James Payor comments on Modal Fixpoint Cooperation without Löb’s Theorem

James Payor 11 Feb 2023 3:29 UTC
8 points
7
Intuitively, each agent in the group verifies that “if there is some argument compelling to everyone that we all cooperate, then I think everyone cooperates”.

But implicit in the math is “if I can prove that there is no such argument, then the hypothetical is moot, and I cooperate anyway”. !!

Is this a feature or a bug? Well I think this is part of how the group is ruling out a consistent world in which $\neg E$ .

EDIT: Okay so Lob’s theorem says you can never prove in the theory that there are no proofs of $X$ , due to the technicality in which $□ X$ means “a proof of any size”. See the followup comments.
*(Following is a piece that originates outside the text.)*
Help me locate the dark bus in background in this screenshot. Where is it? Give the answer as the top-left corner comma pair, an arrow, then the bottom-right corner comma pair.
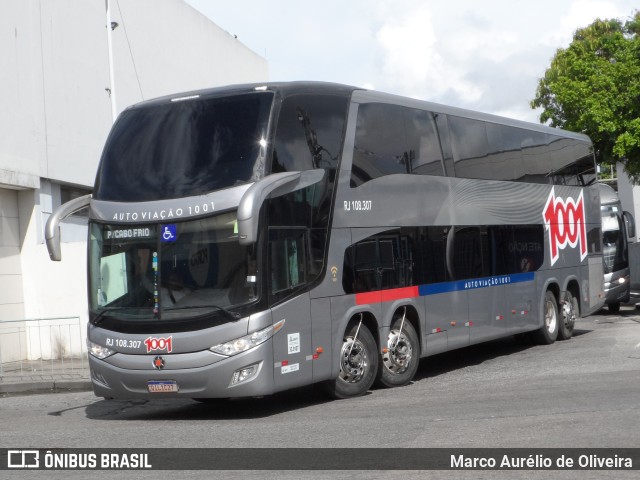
599,183 -> 635,313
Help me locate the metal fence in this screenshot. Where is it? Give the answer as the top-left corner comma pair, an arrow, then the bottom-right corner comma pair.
0,317 -> 88,381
Alas I don’t understand the $□ (□ E \to E)$ version well enough to give a compelling account of how it works.
- Daniel Kokotajlo 14 Jun 2023 23:21 UTC
  4 points
  0
  Parent
  So… it’s part of the setup that all of these agents will:
  --Cooperate if they can prove that there is some argument compelling to everyone that everyone cooperates (because then they prove that everyone cooperates, and that includes them, and their proof system isn’t mistaken?)
  --Cooperate if they can prove that there is no such argument.
  --Else defect.
  
  Am I getting that right?
  - James Payor 15 Jun 2023 7:34 UTC
    5 points
    0
    Parent
    For the setup $□ (□ E \to E) \to E$ , it’s bit more like: each member cooperates if they can prove that a compelling argument for “everyone cooperates” is sufficient to ensure “everyone cooperates”.
    Your second line seems right though! If there were provably no argument for straight up “everyone cooperates”, i.e. $□ (□ E \to ⊥)$ , this implies $□ (□ E \to E)$ and therefore $E$ , a contradiction.
    --
    Also I think I’m a bit less confused here these days, and in case it helps:
    Don’t forget that “ $□ P$ ” means “a proof of any size of $P$ ”, which is kinda crazy, and can be responsible for things not lining up with your intuition. My hot take is that Lob’s theorem / incompleteness says “with finite proof strength you can only deny proofs up to a limited size, on pain of diagonalization”. Which is way saner than the usual interpretation!
    So idk, especially in this context I think it’s a bad idea to throw out your intuition when the math seems to say something else. Since the mismatch is probably coming down to some subtlety in this formalization of provability/meta-methamatics. And I presently think the quirky nature of provability logic is often bugs due to bad choices in the formalism.
    - Daniel Kokotajlo 15 Jun 2023 16:11 UTC
      5 points
      0
      Parent
      Thanks for the reply. I’m a bit over my head here but isn’t this a problem for the practicality of this approach? We only get mutual cooperation because all of the agents have the very unusual property that they’ll cooperative if they find a proof that there is no such argument. Seems like a selfless and self-destructive property to have in most contexts, why would an agent self-modify into creating and maintaining this property?
      - James Payor 16 Jun 2023 0:09 UTC
        12 points
        2
        Parent
        (Thanks also to you for engaging!)
        Hm. I’m going to take a step back, away from the math, and see if that makes things less confusing.
        Let’s go back to Alice thinking about whether to cooperate with Bob. They both have perfect models of each other (perhaps in the form of source code).
        When Alice goes to think about what Bob will do, maybe she sees that Bob’s decision depends on what he thinks Alice will do.
        At this junction, I don’t want Alice to “recurse”, falling down the rabbit hole of “Alice thinking about Bob thinking about Alice thinking about—” and etc.
        Instead Alice should realize that she has a choice to make, about who she cooperates with, which will determine the answers Bob finds when thinking about her.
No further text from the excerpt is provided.